Knives are an integral part of any kitchen and cook. They can be very different with their overall design and the material of a handle or blade. The goal of this knives review is to find out whether a single best kitchen knife exists on the market.
In fact, the “best” attribute is a very subjective term. Some people want to use a high-end kitchen knife which costs a lot but brings pleasure to cook with. Others don’t bother themselves with expensive knives and simply use cheap knives which need to be often sharpened or even which they should not sharpen at all.

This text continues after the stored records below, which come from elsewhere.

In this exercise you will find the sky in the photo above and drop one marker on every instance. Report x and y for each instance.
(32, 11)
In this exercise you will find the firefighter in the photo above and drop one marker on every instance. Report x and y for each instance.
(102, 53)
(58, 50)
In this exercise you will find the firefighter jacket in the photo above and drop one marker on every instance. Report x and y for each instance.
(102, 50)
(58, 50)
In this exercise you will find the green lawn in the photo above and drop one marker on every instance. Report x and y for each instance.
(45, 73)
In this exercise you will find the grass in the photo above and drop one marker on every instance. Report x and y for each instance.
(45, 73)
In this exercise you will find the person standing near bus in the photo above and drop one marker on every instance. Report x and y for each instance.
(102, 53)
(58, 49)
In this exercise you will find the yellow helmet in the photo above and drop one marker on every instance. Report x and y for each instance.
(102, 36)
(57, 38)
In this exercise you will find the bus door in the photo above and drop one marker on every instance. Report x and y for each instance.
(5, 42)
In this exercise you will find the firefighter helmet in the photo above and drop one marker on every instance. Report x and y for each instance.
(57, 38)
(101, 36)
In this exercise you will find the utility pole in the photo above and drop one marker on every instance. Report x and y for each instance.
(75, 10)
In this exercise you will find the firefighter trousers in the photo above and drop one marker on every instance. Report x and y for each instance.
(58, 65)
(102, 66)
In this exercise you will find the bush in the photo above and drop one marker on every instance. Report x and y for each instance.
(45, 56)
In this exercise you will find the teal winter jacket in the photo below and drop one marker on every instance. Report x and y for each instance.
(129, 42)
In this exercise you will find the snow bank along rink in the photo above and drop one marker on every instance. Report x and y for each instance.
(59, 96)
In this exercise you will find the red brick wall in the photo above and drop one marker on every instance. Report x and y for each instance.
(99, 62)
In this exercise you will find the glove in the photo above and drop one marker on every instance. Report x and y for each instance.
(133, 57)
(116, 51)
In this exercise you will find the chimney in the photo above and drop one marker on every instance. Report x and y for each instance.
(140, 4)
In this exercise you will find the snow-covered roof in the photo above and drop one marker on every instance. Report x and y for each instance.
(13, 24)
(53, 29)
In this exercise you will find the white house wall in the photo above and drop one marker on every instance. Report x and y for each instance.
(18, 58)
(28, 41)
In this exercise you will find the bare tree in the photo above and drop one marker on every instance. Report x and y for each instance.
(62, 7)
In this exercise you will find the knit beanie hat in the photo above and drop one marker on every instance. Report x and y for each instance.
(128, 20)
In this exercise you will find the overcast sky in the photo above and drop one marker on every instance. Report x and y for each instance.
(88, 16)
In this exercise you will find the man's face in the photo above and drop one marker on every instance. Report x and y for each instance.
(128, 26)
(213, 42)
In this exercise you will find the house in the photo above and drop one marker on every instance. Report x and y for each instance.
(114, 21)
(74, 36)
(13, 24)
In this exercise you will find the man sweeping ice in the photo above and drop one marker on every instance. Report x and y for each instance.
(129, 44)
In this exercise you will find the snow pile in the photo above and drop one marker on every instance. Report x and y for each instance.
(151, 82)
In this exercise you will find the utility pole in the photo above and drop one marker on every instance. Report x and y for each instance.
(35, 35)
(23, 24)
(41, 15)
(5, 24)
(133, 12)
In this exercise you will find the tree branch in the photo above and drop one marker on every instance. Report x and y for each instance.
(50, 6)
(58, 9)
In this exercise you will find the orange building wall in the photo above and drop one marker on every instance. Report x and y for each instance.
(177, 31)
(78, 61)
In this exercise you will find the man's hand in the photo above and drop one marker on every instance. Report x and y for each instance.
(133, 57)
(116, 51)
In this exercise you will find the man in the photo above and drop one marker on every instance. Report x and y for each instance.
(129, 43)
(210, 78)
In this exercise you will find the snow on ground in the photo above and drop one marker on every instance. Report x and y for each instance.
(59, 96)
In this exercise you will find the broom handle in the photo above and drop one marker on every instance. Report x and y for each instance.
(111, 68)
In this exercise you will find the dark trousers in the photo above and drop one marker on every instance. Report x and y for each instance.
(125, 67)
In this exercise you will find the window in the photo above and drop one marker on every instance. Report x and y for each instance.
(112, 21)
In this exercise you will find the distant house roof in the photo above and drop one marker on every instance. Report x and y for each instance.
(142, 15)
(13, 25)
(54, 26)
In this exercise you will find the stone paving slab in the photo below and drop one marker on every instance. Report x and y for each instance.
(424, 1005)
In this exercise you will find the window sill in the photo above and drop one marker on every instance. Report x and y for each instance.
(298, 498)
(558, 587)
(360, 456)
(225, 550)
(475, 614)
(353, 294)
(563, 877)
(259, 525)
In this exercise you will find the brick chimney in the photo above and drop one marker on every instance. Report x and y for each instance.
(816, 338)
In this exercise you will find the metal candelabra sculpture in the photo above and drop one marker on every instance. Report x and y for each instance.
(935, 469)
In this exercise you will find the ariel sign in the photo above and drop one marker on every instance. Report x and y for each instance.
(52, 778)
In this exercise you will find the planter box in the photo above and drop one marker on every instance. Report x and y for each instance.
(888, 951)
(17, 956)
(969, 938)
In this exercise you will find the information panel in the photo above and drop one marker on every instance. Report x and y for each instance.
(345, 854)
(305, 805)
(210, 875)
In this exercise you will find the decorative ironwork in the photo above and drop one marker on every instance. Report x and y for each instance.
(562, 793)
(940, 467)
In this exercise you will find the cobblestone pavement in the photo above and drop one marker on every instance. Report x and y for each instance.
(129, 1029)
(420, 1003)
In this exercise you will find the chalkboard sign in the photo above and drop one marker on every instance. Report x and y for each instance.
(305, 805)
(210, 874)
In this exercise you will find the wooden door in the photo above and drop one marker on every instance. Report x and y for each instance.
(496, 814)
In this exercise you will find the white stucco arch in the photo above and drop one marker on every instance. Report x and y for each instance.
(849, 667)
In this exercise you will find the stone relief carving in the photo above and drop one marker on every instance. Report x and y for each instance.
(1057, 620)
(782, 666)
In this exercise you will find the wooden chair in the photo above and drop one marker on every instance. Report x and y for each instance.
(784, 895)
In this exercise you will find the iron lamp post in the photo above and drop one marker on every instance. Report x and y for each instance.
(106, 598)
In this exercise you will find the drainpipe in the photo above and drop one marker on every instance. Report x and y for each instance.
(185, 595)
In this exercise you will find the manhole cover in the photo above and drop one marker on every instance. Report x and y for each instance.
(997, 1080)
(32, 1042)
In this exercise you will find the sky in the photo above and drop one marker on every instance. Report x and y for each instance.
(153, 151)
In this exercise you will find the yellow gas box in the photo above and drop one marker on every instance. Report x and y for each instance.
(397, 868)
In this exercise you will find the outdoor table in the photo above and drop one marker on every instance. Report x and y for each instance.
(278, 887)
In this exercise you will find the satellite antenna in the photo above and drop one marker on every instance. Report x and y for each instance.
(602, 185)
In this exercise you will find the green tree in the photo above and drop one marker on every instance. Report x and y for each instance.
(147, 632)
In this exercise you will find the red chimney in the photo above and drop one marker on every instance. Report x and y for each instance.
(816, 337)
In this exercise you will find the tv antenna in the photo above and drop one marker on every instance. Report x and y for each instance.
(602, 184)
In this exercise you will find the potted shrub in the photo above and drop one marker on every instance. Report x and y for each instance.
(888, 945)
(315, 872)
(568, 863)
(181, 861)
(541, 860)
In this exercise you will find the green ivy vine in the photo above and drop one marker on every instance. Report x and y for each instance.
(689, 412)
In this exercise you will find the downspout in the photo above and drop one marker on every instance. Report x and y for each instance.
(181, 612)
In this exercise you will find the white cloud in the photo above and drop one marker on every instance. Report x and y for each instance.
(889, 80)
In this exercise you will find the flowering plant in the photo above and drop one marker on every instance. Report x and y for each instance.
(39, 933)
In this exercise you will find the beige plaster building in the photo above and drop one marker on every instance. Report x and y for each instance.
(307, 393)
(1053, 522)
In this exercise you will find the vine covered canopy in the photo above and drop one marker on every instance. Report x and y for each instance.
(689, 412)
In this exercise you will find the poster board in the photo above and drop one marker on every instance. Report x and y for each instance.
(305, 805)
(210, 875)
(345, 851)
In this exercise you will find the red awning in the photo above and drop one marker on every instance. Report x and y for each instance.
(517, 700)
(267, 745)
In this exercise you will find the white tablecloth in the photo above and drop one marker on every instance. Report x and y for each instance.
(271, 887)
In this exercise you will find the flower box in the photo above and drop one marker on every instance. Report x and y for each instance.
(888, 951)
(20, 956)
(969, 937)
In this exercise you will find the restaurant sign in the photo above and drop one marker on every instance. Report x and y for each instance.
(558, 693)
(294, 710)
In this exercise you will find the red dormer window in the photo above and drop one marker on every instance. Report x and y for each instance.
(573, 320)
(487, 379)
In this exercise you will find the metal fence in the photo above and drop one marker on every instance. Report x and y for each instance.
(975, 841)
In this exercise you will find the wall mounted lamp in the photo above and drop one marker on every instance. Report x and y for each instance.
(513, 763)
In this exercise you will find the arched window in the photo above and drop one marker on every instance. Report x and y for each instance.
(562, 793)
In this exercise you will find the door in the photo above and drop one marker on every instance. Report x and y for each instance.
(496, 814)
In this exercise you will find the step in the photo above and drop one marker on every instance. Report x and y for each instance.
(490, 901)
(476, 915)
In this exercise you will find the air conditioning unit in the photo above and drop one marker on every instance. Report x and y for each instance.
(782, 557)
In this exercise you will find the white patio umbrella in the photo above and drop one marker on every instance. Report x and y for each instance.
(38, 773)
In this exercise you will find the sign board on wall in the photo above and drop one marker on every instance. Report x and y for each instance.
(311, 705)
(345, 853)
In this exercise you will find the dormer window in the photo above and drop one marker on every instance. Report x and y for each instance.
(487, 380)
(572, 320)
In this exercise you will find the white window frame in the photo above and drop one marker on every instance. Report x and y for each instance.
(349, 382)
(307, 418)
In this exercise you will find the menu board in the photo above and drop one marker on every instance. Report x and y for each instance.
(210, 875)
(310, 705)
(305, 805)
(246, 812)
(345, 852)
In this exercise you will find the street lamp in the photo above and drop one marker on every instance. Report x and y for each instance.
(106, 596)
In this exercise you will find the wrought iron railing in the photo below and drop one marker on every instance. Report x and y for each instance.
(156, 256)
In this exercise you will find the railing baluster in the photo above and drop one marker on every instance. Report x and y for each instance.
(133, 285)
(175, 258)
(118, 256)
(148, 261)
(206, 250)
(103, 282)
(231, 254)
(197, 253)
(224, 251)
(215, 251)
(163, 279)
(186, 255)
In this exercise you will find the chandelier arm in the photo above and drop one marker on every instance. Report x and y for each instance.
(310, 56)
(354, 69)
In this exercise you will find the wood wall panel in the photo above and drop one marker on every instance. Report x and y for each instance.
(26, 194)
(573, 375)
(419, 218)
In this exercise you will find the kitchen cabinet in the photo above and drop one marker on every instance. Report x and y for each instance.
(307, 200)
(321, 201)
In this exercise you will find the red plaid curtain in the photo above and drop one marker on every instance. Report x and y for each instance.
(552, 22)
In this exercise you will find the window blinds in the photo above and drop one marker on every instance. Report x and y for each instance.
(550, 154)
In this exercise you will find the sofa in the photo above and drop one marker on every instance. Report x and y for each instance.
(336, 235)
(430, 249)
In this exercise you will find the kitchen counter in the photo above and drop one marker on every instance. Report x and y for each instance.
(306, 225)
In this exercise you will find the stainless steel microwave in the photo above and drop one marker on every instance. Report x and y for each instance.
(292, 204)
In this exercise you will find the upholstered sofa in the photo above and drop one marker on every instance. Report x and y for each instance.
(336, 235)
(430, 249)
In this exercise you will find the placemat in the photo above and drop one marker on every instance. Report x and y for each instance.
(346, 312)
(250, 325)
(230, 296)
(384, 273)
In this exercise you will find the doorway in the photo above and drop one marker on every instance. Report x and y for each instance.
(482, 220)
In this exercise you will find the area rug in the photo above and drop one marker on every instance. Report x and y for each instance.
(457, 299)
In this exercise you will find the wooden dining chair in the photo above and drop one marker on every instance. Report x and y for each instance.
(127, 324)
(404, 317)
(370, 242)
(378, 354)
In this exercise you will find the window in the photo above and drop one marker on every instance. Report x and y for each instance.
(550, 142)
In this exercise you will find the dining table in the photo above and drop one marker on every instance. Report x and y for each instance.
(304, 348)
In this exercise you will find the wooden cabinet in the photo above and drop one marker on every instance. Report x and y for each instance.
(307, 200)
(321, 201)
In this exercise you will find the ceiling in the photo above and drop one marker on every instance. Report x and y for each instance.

All you need is to understand what knife you will be satisfied with.
To excel your knowledge in “how to choose knives” topic, read more about knives parts.
Factors that determine the choice of kitchen knives
- Frequency of cooking. It all depends on whether you prepare food every day for the whole family or used to go out to eat.
- Planned budget for buying knives. A high-end knife can cost more than $100, so if you cannot or don’t want to buy an expensive knife, try to find a good knife at an average price and a good sharpener.
- Types of knives you need the most. There are a lot of them for various products, but often only some of them can meet your everyday needs, e.g. a basic 7” – 10” chef’s knife, paring knife, boning knife, serrated knife, a cleaver (read more about types of knives).
- Cooking style. If you prepare Japanese dishes, you may need a special knife, often with a long blade, for paper-thin cuts.
- Weight and size of knives. Hands are of different sizes, so the handle, grip and balance are very important. If your hands are small, you might prefer more lightweight knives to heavy ones. In this case look at ceramic Kyocera knives which are light, sharp and gain more popularity each day or at Global knives often reviewed as the best sharp knives with small handles.
- Who will prepare food? Razor-sharp blade and heavy knives are usually not a good solution for children who might want to help you cook something.
- Frequency of sharpening. Some people don’t like razor-blade knives for fear to cut themselves or for some kinds of work like trimming meat or poultry when too sharp blade cuts instead of trimming, but those whose profession or hobby is closely related with food preparing, choose high quality, often expensive cutlery which needs regular sharpening. Remember that various materials of the blade need different frequency of sharpening. A good steel knife holds the edge longer than a bad knife does. As per knives review of different experts, i.e. chefs, high-end knives are sharpened once a week if they are used about 8 hours a day. So, calculating how many hours you spend in the kitchen may help you decide which of the knives to choose.
- Knife care and maintenance. High-end expensive knives are supposed to be especially cared. It means more strict terms of usage – no dishwasher cleaning, using wood boards which are safe to cut on with such knives and not ceramic, granite or the like. Some expensive knives with a thin blade can be damaged if you don’t use or care them in a proper way, e.g. opening bottles with a tip, cut large lumps of meat, even with bones into pieces instead of using a heavier knife like a kitchen cleaver.
High-quality knives features
Reading any knives review can help you make your first steps in choosing a right kitchen knife, as it is a very individual process. Though experts define the most important features of good knives, such as:
- type and quality of steel (manufacturers often provide different lines of knives with high and lower quality steel, so the prices differ. The steel can be soft or hard. Softer steel is easier to sharpen, but it does not hold the edge as long as the harder steel which has one drawback – it’s rather brittle),
- edge retention (remember that knives you purchase in a store need to be sharpened when you bring them at home. The edge should be straight and retain for a long time without frequent maintenance),
- ergonomics (a handle and grip should feel comfortable in the hand),
- blade geometry,
- blade weight balance,
- attachment of the handle (good knives have a full tang).
Difference between Japanese and European knives
European knives usually have thicker and softer blades, which can be sharpened to 20-25 degrees, and are heavier than Japanese knives which are lighter, thinner, harder and sharper (the edge can be sharpened to 10-15 degrees).
To our opinion, if you’re a newbie knives user who wants a good solution, look for a good multi-purpose knife, e.g. a chef’s knife or Santoku, which incidentally becomes more popular today; excel in using it, understand your needs and then choose a better, more expensive chef’s knife or other types of knives you need.